L’histoire de l’humanité et les évènements qui en déterminent l’avenir sont toujours occasion de réflexion. L’avenir ne peut être bâti sans la mémoire du passé ; l’histoire même est memoria futuri.

Benoît XVI a souligné plusieurs fois l’importance de la mémoire. Lors de sa visite au camp d’Auschwitz, le 28 mai 2006, il disait que “le passé n’est jamais uniquement le passé. Il nous concerne et nous indique les chemins à ne pas suivre et ceux à suivre”.

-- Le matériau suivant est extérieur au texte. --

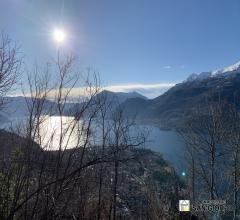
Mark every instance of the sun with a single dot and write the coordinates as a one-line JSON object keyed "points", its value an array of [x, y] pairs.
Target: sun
{"points": [[59, 35]]}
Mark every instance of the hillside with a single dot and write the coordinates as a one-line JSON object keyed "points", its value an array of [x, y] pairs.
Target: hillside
{"points": [[171, 108]]}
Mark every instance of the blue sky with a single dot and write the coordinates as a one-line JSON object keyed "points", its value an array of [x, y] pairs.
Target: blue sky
{"points": [[130, 42]]}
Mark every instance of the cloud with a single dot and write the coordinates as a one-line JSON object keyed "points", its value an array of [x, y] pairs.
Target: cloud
{"points": [[167, 67], [149, 90]]}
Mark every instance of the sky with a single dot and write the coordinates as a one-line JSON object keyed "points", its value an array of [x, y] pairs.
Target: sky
{"points": [[142, 45]]}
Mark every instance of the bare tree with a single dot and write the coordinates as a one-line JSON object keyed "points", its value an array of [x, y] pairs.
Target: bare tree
{"points": [[10, 63]]}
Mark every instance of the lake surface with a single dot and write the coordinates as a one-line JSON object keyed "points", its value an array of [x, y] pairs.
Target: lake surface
{"points": [[168, 143]]}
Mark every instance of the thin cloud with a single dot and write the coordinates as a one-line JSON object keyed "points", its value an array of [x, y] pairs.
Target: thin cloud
{"points": [[167, 67], [148, 90]]}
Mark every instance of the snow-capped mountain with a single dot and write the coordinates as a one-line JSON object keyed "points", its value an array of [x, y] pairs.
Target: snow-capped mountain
{"points": [[225, 72]]}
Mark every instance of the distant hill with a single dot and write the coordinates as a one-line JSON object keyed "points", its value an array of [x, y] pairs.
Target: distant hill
{"points": [[171, 108]]}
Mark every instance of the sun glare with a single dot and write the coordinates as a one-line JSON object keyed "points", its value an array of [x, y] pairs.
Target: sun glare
{"points": [[59, 35]]}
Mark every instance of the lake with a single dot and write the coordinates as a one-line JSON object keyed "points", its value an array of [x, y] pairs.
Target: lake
{"points": [[168, 143]]}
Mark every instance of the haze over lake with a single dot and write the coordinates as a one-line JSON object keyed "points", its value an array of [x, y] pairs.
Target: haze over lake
{"points": [[166, 142]]}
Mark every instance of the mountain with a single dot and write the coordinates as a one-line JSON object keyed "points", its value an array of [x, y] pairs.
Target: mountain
{"points": [[112, 99], [171, 108], [119, 97]]}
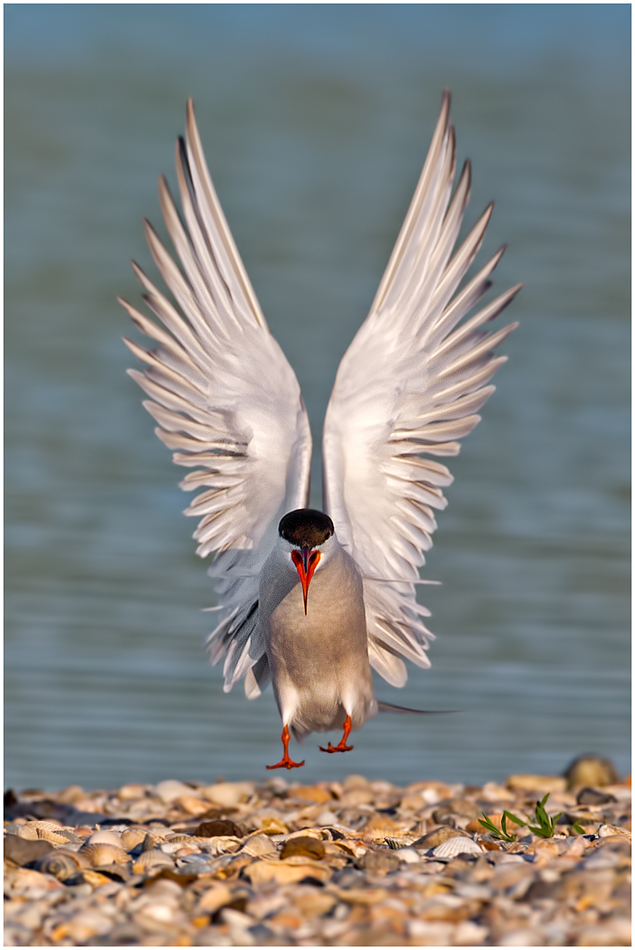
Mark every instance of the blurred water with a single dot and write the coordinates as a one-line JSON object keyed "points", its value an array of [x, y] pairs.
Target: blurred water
{"points": [[316, 121]]}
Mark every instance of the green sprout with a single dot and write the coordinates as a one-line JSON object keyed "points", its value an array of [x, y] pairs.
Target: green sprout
{"points": [[504, 834], [544, 827]]}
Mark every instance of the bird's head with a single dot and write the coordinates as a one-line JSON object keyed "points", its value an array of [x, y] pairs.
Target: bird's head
{"points": [[306, 531]]}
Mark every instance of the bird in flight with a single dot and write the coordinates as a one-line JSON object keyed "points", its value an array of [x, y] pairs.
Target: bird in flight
{"points": [[311, 600]]}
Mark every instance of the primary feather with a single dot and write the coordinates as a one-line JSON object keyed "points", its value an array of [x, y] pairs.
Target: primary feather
{"points": [[229, 405], [409, 387], [226, 400]]}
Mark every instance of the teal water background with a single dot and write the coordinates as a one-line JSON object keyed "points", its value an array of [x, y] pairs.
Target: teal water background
{"points": [[316, 121]]}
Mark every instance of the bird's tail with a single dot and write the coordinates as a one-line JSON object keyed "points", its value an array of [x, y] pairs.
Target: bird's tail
{"points": [[388, 707]]}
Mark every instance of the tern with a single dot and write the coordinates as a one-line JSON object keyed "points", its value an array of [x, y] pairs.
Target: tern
{"points": [[311, 600]]}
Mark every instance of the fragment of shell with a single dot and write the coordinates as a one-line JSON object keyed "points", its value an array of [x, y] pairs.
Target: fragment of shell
{"points": [[153, 858], [453, 846], [100, 854], [63, 864], [103, 836]]}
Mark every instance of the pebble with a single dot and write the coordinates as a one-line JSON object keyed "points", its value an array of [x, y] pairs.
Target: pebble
{"points": [[350, 863]]}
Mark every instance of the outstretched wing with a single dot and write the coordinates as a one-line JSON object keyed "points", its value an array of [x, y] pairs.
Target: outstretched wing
{"points": [[225, 399], [408, 388]]}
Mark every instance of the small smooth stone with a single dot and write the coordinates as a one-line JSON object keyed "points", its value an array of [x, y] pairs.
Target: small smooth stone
{"points": [[219, 827], [227, 794], [261, 871], [591, 770], [380, 862]]}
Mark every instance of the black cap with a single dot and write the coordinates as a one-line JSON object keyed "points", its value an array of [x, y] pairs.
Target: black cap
{"points": [[306, 528]]}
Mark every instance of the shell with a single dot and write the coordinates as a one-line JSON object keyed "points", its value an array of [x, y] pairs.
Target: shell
{"points": [[151, 840], [396, 843], [104, 837], [131, 837], [100, 854], [62, 864], [48, 830], [459, 845], [153, 858]]}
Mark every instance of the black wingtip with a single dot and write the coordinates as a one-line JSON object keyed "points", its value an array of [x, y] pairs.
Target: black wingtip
{"points": [[405, 710]]}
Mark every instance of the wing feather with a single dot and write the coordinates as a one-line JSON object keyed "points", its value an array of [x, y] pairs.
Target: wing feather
{"points": [[226, 400], [410, 386]]}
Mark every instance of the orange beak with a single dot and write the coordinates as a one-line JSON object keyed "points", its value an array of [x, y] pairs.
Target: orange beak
{"points": [[305, 561]]}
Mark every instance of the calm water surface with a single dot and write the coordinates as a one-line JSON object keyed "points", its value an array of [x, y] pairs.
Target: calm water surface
{"points": [[316, 122]]}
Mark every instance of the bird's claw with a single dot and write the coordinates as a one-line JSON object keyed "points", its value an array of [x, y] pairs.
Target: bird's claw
{"points": [[337, 748], [286, 763]]}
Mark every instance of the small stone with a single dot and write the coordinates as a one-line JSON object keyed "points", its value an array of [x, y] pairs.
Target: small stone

À l’occasion de l’Audience générale du 28 janvier 2009, il reprenait encore le thème de la mémoire en soulignant que la Shoah doit être “pour tous un avertissement contre l’oubli, contre la négation ou le réductionnisme, parce que la violence faite contre un seul être humain est une violence contre tous”. Le Pontife exprimait, enfin, le souhait que la mémoire de la Shoah entraîne “l’humanité à réfléchir sur le pouvoir imprévisible du mal quand il conquiert le cœur de l’homme”.

Cette clef de lecture qui saisit au plus profond de la personne humaine l’origine de tout mal a été l’intuition profonde de la jeune juive néerlandaise Etty Hillesum, victime du nazisme. Sa figure est peu connue. Ce n’est que dans les dernières années qu’elle a commencé à susciter un grand intérêt.

Aperçu biographique

Etty Hillesum naît le 15 janvier 1914 à Middelburg (Pays-Bas). À l’âge de 18 ans, elle déménage à Amsterdam où elle suit à l’université les cours de droit et de langues slaves. À Amsterdam elle sympathise avec des groupes d’étudiants de gauche et antifascistes et montre beaucoup d’intérêt pour la politique et pour les questions sociales.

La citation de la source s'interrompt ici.